Primary AXL antibody (C89E7, rabbit mAb; Cell Signaling Technology, #8661) was diluted to a final concentration of 3.72 μg/mL with Dako antibody diluent (DAKO REAL Antibody Diluent K3468; Dako Denmark A/S, Glostrup, Denmark). Approximately 4-μm-thick sections were deparaffinized and heat-pretreated with Target Retrieval Solution (pH 9) (Dako Denmark A/S) in a microwave oven for antigen retrieval. Subsequently, the sections were subjected to endogenous peroxidase blocking and protein blocking. The sections were sequentially incubated with the primary antibody for 60 min, EnVision + System-HRP Labelled Polymer Anti-Rabbit (Dako Denmark A/S) as a secondary antibody for 30 min, and Liquid DAB + Substrate Chromogen System (Dako Denmark A/S) for 5 min. The sections were washed after each step. Finally, the sections were counterstained with hematoxylin for 5 min and mounted.

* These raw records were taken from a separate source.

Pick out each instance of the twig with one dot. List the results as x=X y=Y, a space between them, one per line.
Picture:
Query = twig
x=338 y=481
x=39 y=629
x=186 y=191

AXL signal intensities were scored on the whole tumor area (excluding necrotic and stromal areas) according to a semi-quantitative grading system, in which the staining intensity was graded as 0 (no staining), 1+ (faint to weak), 2+ (moderate), or 3+ (strong). Representative images for each grade are shown in Figures 3D and 4B. The AXL-stained sections were observed under a BX51 microscope (Olympus Corporation, Tokyo, Japan). The AXL-positive staining area (percent positive) was calculated as the sum of percentages for each score. H scores were calculated in Microsoft Excel 2010 according to the following equation: H score = (3 × % of cells with strong staining) + (2 × % of cells with moderate staining) + (1 × % of cells with weak staining). Group means and SDs were also calculated with regard to percent positive and H scores for each group.

Statistical analysis

Data are presented as the mean ± SD or mean ± standard error (Excel 2013, Microsoft Corporation, Redmond, WA, USA). Treatment groups were compared with controls by parametric Dunnett’s tests. Spearman’s rank correlation coefficient testing was used to analyze dose-dependent effects. P-values <0.05 were considered statistically significant. EC50 was calculated using a sigmoid Emax model [59, 60]. SAS system release 9.2 was used for statistical analyses and to generate the Emax model (SAS Institute, Inc., Cary, NC, USA).